Pode-se observar que a ausência de distribuição de renda igualitária é um dos maiores contribuintes para a problemática da fome considerando que quase 50% da renda do Brasil está nas mãos de apenas 1% da população, de acordo com o relatório Riqueza Global publicado pelo banco Credit Suisse. Sendo assim, a menor parte da renda é distribuída entre a maior parte da população, portanto a desigualdade social e econômica é assustadoramente grande.
Ademais, outro fator contribuinte é o desemprego.

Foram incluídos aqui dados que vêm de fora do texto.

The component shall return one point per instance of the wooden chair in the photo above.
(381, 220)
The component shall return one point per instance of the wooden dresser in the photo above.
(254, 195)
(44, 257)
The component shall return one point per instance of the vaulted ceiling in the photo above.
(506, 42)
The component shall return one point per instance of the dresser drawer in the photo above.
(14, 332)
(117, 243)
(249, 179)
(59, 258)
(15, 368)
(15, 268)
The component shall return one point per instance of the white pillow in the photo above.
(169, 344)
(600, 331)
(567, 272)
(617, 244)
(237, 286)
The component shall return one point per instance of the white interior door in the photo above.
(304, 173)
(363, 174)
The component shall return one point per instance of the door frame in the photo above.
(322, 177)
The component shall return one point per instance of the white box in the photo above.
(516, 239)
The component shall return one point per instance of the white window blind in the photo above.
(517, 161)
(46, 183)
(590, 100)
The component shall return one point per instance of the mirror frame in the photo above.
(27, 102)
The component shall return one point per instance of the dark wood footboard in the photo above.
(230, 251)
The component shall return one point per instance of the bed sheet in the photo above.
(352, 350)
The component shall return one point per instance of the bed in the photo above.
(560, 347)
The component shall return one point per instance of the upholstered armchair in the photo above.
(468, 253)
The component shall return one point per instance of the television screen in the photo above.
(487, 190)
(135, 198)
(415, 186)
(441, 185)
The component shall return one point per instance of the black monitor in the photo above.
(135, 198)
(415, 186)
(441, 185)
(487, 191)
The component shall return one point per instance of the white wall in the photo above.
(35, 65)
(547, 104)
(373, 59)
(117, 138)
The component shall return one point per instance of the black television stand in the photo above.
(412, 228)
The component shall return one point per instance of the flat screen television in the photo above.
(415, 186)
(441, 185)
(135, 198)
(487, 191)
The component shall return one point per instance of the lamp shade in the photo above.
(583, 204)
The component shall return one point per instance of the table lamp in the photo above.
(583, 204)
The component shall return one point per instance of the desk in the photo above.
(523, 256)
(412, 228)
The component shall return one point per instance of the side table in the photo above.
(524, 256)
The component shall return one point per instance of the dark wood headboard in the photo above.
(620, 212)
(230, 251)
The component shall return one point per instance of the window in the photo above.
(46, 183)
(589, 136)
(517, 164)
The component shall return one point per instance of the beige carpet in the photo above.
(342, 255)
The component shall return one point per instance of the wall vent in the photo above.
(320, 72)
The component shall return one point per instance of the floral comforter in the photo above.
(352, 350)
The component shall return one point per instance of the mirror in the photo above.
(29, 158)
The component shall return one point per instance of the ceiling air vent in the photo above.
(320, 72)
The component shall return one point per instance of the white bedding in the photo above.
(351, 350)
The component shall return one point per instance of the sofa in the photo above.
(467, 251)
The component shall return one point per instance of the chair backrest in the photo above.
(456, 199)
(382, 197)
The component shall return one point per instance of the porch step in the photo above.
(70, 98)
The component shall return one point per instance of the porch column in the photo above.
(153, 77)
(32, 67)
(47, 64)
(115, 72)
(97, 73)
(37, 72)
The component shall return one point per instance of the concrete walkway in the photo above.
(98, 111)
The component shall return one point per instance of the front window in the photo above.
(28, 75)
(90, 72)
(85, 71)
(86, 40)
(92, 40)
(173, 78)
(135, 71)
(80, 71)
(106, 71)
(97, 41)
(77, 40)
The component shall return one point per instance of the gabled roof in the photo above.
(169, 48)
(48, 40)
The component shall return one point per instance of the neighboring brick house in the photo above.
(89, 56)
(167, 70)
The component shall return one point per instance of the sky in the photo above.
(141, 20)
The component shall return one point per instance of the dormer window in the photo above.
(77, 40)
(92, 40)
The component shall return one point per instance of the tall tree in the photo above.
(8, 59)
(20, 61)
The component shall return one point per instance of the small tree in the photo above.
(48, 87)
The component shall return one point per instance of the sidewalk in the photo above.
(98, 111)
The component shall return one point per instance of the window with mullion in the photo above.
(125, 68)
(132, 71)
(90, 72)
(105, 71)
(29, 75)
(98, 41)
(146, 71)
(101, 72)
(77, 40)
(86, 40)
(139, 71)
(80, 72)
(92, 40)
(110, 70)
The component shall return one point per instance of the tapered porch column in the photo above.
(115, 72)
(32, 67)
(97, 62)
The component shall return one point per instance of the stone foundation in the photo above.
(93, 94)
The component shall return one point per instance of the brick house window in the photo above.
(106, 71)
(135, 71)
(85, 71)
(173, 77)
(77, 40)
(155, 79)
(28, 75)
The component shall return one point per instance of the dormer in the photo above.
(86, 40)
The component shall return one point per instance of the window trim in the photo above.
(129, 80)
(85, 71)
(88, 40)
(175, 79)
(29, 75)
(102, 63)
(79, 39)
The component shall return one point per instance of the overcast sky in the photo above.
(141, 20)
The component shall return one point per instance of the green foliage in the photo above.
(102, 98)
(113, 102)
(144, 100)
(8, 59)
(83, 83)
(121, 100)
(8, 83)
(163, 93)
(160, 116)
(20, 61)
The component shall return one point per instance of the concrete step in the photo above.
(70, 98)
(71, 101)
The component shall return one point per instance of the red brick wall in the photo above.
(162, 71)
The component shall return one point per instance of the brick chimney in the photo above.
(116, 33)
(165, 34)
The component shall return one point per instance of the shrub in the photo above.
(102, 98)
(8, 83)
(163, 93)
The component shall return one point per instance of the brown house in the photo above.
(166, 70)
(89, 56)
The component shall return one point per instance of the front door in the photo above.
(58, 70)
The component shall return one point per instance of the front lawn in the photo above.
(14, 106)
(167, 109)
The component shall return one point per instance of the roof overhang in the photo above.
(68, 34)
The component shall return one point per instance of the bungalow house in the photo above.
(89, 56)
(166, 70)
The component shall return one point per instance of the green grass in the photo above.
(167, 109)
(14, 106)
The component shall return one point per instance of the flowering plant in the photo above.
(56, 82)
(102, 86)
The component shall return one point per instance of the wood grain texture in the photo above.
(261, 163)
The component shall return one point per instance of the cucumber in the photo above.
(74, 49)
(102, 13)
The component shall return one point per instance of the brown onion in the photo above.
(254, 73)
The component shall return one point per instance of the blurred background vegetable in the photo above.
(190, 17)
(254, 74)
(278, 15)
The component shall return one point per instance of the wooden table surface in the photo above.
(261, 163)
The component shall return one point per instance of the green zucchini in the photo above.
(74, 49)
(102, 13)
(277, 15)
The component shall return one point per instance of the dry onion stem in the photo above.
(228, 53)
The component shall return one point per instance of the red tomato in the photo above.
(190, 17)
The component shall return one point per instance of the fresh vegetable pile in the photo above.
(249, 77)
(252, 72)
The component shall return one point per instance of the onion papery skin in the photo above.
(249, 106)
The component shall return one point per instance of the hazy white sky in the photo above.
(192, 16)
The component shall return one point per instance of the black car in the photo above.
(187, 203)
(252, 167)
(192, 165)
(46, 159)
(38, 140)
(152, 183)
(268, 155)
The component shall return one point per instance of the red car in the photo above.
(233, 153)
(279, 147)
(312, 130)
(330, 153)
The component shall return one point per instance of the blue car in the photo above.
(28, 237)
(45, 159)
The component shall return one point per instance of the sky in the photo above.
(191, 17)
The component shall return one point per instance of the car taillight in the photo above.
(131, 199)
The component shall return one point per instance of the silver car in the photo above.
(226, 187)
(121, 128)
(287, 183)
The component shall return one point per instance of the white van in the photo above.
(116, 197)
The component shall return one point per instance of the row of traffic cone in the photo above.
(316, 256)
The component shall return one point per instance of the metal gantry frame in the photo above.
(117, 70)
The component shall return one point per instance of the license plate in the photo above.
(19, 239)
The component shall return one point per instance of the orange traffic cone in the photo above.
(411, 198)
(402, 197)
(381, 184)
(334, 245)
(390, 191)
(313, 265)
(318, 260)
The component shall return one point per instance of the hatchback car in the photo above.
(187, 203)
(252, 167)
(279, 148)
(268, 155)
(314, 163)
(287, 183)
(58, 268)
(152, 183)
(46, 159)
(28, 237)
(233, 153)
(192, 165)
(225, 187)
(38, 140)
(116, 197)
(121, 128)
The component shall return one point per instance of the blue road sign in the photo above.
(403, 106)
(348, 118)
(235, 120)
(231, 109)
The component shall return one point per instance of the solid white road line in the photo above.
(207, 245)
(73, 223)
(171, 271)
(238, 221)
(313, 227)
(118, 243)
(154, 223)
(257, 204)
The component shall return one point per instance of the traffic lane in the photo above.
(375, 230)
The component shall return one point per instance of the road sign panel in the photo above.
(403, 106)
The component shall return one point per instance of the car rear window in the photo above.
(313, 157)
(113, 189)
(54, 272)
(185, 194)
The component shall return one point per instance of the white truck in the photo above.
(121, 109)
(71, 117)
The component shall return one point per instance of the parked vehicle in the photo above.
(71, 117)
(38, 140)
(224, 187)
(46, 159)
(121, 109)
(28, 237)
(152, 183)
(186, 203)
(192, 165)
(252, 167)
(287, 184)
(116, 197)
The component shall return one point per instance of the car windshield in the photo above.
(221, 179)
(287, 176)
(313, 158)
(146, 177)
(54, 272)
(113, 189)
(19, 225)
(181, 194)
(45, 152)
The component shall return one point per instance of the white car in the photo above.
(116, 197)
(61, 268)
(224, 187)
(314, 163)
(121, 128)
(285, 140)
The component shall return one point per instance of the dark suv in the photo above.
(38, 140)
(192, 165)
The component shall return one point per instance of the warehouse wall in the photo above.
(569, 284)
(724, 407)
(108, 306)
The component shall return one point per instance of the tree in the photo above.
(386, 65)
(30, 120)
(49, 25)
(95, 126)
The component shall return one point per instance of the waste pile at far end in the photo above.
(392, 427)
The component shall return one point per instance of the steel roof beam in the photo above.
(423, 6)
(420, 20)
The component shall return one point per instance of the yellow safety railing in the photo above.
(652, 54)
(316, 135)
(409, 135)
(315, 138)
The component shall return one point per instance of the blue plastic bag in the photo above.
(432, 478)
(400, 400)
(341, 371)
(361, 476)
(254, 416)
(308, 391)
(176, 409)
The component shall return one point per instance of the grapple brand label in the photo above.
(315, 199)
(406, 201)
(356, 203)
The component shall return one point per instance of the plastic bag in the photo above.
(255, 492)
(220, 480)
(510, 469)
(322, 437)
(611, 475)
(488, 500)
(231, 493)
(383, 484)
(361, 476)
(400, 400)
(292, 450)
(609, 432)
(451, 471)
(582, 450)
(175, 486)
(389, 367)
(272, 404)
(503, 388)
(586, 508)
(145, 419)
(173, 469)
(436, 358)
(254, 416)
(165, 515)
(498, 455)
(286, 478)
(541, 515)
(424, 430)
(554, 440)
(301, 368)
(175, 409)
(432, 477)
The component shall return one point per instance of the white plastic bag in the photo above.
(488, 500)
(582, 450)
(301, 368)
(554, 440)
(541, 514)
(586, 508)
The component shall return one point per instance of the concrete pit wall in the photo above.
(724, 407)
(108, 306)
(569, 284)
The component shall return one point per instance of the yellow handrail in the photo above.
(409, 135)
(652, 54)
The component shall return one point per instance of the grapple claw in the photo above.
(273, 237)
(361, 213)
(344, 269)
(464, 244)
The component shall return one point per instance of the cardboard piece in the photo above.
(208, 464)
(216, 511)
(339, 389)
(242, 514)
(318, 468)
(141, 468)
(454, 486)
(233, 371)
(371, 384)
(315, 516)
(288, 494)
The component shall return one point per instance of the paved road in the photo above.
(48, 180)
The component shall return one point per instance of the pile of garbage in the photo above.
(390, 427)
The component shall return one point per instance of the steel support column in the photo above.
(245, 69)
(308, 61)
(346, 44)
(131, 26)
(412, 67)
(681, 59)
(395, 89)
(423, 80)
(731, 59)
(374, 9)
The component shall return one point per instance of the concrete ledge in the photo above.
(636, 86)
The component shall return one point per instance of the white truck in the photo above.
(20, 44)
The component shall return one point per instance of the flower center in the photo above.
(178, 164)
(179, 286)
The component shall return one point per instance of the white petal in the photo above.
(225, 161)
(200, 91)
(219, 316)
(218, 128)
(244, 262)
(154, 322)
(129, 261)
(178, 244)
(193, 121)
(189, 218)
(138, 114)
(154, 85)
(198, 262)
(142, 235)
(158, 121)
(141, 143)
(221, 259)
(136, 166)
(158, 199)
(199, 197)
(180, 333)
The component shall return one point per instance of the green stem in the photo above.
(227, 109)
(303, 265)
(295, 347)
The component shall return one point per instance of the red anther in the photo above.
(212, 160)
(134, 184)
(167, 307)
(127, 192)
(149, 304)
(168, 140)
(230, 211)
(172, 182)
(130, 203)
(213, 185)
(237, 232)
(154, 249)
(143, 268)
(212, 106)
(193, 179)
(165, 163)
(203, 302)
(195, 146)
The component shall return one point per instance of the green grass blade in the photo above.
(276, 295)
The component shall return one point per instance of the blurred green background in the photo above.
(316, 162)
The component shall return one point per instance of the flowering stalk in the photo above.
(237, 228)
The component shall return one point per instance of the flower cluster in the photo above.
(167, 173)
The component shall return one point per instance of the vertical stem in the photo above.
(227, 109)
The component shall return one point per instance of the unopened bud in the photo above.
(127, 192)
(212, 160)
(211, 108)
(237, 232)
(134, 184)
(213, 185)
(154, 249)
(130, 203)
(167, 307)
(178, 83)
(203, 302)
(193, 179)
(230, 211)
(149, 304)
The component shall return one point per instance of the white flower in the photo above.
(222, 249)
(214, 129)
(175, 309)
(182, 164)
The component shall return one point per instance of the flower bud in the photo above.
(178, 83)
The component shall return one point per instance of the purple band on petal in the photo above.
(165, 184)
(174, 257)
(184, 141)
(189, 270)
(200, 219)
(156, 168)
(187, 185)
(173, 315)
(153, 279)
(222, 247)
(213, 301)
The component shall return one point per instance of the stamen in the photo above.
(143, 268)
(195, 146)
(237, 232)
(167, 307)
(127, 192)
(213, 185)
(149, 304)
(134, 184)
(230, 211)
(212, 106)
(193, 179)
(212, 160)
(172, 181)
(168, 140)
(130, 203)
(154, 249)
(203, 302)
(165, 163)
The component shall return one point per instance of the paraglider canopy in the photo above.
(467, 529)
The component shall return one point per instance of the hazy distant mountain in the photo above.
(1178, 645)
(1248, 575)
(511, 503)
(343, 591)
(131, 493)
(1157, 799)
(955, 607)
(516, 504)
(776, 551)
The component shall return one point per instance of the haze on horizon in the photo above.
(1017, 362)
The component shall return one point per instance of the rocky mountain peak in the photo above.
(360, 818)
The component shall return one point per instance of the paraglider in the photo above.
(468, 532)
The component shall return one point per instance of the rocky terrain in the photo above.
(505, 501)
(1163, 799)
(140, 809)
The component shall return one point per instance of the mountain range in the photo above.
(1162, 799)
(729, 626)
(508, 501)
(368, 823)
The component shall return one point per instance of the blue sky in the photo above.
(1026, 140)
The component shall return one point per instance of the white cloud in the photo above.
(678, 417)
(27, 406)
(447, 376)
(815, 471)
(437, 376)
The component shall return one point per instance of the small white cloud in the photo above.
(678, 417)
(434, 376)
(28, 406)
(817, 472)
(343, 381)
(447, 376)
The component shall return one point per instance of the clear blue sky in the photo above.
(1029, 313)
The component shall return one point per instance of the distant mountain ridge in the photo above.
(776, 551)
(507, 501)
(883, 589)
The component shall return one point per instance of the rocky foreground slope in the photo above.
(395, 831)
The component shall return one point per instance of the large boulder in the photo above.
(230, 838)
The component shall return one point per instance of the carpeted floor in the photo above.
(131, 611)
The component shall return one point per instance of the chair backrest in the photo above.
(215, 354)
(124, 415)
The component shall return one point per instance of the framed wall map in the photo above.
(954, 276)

Durante a pandemia houve uma paralisação parcial da atividade econômica que trouxe prejuízos a muitas empresas que para melhorar sua situação financeira demitiram funcionários. Segundo o Jornal Nexo, mais de 7 milhões de brasileiros saíram do mercado de trabalho por conta disso. Logo, essa diminuição da renda dos trabalhadores, aliado a crise econômica causada pela pandemia, dificultou o acesso aos alimentos elevando a subnutrição da sociedade.
Em suma, a fome no mundo certamente aumentou devido à pandemia, para melhorar esse problema é necessário combater todas as formas de desigualdade e exigir políticas públicas mais eficientes. Dessa forma, o Governo de cada país deve exigir uma maior rigidez no combate à sonegação fiscal. A taxação de heranças e grandes fortunas também seria uma opção para minimizar a desigualdade econômica e a má distribuição de renda do mundo. Dessa forma, a fome será amenizada.